HQNET: Harnessing Quantum Noise for Effective Training of Quantum Neural Networks in NISQ Era

This paper delves into the intricate dynamics of quantum noise and its influence on the onset and mitigation of barren plateaus (BPs) - a phenomenon that critically impedes the scalability of QNNs. We find that BPs appear earlier in noisy quantum environments compared to ideal, noise-free conditions.However, strategic selection of qubit measurement observables can effectively tackle this issue. To this end, we examine a variety of observables, such as PauliZ,PauliX, PauliY, and a specially designed arbitrary Hermitian observable, tailored to the requirements of the cost function and the desired outputs of quantum circuits. Our analysis encompasses both global and local cost function definitions, with the former involving measurements across all qubits and the latter focusing on single-qubit measurements within the QNN framework. Our findings indicate that in a global cost function scenario, PauliX and PauliY observables lead to flatter optimization landscapes, signaling BPs with increasing qubits, especially in noisy conditions. Conversely, the PauliZ observable maintains trainability up to 8 qubits but encounters BPs at 10 qubits. Notably, the arbitrary Hermitian observable, when used with a global cost function, shows a unique advantage as it benefits from noise, facilitating effective training up to 10 qubits.
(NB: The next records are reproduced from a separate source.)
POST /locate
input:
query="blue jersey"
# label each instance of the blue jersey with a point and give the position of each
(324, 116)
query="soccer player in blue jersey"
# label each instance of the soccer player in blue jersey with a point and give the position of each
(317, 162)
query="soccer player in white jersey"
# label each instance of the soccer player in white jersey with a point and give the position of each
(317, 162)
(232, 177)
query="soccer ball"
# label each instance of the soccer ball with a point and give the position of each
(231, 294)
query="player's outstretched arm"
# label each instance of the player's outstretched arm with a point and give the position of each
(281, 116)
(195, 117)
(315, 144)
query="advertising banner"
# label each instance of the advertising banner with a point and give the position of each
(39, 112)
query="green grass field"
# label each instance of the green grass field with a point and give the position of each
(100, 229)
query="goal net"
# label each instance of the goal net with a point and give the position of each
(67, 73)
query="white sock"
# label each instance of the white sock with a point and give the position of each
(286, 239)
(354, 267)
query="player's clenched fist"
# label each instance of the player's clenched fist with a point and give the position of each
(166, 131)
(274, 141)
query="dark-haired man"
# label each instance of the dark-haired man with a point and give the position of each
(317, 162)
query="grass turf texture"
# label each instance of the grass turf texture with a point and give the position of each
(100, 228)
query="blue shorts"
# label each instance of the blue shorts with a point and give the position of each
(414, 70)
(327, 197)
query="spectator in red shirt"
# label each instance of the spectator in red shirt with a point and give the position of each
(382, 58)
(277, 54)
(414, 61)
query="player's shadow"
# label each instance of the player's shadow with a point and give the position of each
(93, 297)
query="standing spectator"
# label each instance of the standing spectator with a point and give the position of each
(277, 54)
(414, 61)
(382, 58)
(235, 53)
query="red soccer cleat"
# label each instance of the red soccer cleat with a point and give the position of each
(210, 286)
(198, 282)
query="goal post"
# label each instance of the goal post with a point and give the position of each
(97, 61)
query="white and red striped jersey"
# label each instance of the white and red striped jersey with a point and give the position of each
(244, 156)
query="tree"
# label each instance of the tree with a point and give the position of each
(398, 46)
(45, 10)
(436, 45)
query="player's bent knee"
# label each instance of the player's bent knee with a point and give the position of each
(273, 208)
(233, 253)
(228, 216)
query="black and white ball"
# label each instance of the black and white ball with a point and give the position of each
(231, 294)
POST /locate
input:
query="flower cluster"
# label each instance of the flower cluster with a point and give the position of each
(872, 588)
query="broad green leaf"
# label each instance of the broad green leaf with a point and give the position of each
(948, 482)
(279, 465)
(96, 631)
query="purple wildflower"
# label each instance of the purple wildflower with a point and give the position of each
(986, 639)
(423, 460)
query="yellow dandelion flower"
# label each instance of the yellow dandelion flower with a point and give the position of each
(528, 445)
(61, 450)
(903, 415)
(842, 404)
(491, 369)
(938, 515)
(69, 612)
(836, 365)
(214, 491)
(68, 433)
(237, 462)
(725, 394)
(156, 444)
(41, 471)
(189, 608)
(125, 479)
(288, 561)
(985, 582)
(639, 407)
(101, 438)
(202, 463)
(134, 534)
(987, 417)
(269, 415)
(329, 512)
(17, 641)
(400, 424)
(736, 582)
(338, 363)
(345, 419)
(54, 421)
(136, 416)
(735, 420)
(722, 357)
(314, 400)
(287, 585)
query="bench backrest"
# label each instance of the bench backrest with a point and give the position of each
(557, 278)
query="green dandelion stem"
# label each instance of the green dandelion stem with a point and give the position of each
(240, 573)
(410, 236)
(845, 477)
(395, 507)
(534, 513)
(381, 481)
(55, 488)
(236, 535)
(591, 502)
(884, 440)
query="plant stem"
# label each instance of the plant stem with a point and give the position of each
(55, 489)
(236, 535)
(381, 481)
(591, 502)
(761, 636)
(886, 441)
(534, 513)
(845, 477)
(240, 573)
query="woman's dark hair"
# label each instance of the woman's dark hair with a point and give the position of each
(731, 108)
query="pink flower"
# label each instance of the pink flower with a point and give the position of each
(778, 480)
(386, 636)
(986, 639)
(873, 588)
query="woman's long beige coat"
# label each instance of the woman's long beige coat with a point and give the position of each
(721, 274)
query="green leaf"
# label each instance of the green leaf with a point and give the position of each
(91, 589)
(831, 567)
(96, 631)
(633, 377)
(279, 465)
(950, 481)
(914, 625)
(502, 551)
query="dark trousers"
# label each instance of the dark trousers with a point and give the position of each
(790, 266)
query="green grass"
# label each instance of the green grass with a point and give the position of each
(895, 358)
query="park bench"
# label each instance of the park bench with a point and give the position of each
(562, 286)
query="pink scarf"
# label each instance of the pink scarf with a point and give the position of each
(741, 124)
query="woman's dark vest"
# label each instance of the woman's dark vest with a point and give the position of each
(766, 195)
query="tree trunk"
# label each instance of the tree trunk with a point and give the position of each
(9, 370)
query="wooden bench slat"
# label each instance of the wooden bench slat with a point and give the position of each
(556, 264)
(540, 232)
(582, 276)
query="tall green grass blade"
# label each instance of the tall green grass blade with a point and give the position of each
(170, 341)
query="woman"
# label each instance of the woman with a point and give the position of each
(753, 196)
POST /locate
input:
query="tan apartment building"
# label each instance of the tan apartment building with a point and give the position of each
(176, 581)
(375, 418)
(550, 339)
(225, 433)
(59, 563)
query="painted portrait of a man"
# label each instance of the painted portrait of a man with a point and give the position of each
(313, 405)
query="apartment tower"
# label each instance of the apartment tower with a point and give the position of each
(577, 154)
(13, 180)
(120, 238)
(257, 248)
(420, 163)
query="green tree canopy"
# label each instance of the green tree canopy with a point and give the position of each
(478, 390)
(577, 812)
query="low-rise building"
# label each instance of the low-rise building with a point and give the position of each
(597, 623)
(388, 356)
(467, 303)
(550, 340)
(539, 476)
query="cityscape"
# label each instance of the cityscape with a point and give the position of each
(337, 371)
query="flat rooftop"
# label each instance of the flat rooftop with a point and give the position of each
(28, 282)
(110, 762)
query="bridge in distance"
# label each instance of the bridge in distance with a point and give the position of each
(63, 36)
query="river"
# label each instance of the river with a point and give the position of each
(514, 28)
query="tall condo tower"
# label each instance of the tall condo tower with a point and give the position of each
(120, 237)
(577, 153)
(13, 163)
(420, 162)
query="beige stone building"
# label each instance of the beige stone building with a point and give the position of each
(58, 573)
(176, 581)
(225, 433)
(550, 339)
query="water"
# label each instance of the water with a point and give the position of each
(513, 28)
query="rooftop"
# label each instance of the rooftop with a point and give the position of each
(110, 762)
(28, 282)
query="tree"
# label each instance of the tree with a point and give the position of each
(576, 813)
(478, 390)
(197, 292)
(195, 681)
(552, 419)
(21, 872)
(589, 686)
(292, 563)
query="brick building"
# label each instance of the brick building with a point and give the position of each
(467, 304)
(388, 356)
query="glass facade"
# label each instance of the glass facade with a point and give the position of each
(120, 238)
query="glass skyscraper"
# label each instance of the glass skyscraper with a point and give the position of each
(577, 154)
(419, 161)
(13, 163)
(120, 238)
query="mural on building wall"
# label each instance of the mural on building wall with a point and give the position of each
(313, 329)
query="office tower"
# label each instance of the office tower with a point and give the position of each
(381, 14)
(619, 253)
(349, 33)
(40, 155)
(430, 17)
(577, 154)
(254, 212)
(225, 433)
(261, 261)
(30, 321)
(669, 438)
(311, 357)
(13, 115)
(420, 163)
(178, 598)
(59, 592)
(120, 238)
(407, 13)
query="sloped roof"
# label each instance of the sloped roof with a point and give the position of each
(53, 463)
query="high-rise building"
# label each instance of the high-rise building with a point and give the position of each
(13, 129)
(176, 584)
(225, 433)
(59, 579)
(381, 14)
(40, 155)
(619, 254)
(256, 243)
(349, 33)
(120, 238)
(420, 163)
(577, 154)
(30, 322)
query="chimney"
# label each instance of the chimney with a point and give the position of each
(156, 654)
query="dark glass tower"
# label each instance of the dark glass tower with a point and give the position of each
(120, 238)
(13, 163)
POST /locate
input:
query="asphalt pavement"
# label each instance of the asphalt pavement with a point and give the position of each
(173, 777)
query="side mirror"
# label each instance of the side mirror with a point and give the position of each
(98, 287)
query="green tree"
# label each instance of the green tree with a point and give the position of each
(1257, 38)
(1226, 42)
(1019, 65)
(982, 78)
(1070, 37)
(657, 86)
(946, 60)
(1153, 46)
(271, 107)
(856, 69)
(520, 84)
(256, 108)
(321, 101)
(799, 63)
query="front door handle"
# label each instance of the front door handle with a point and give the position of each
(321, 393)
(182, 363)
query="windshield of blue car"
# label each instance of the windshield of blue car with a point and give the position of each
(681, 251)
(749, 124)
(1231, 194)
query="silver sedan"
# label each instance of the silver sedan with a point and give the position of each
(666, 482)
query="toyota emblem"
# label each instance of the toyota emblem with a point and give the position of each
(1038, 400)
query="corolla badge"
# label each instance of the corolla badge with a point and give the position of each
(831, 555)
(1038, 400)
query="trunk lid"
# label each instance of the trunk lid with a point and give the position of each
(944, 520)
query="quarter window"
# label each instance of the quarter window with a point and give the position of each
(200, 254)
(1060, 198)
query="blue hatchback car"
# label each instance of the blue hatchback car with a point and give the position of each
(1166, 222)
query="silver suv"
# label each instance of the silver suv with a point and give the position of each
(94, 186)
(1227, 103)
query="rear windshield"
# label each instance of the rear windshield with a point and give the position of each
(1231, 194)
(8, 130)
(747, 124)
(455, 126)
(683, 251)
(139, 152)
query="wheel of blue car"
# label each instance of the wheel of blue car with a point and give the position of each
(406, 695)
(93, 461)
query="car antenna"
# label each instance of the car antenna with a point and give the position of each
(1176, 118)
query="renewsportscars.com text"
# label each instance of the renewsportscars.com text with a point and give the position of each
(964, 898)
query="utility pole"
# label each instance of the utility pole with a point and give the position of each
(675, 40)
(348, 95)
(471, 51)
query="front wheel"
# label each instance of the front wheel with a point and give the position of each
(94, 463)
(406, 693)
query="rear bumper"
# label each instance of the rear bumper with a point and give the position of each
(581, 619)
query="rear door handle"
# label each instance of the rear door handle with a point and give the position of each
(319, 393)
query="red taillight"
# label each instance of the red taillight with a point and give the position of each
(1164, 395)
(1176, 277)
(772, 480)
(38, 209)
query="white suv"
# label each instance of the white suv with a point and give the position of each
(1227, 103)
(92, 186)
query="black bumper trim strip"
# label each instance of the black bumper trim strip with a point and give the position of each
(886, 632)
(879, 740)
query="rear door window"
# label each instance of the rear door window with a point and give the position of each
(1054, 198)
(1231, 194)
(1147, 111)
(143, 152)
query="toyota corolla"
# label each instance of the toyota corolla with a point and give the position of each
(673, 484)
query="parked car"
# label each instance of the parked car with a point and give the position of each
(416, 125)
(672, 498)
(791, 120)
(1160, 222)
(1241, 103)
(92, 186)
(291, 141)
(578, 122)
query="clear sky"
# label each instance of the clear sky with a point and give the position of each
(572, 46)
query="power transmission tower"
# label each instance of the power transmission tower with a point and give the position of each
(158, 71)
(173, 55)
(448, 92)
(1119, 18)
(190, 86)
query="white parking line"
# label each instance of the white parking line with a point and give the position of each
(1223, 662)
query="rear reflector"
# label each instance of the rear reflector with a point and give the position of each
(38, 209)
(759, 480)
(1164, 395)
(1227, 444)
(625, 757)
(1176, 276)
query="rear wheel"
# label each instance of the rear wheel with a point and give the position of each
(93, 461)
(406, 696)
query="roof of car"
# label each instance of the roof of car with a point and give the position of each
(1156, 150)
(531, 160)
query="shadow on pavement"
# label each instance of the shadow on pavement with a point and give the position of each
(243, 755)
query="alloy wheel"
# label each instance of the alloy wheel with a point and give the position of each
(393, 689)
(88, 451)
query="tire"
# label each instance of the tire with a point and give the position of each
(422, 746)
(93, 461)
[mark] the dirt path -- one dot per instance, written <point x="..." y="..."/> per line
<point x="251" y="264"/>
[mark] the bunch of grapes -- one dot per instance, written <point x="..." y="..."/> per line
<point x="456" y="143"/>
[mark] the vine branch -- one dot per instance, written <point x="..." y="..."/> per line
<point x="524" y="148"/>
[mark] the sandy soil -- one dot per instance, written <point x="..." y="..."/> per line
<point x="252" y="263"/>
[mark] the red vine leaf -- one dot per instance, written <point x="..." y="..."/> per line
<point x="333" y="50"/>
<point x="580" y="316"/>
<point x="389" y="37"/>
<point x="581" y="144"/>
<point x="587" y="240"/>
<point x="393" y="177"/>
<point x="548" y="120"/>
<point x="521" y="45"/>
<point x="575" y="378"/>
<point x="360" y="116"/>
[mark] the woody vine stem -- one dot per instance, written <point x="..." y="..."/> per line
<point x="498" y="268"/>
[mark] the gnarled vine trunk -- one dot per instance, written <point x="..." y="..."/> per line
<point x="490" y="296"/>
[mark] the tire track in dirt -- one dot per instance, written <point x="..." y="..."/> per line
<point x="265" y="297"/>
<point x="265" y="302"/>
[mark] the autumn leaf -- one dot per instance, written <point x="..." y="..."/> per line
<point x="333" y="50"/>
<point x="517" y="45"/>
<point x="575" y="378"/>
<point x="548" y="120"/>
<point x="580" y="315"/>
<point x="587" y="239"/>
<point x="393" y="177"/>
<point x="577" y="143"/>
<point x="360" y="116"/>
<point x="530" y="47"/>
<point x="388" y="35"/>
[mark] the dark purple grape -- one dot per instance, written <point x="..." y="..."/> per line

Furthermore, with a local cost function, out of the three conventional observables (PauliX, PauliY and PauliZ), PauliZ is more effective, sustaining training efficiency under noisy conditions for up to 10 qubits, while PauliX and PauliY do not show similar benefits and remain susceptible to BPs. Our results highlight the importance of noise consideration in QNN training and propose a strategic approach to observable selection to improve QNN performance in noisy quantum computing environments thus contributing to the advancement of quantum machine learning research.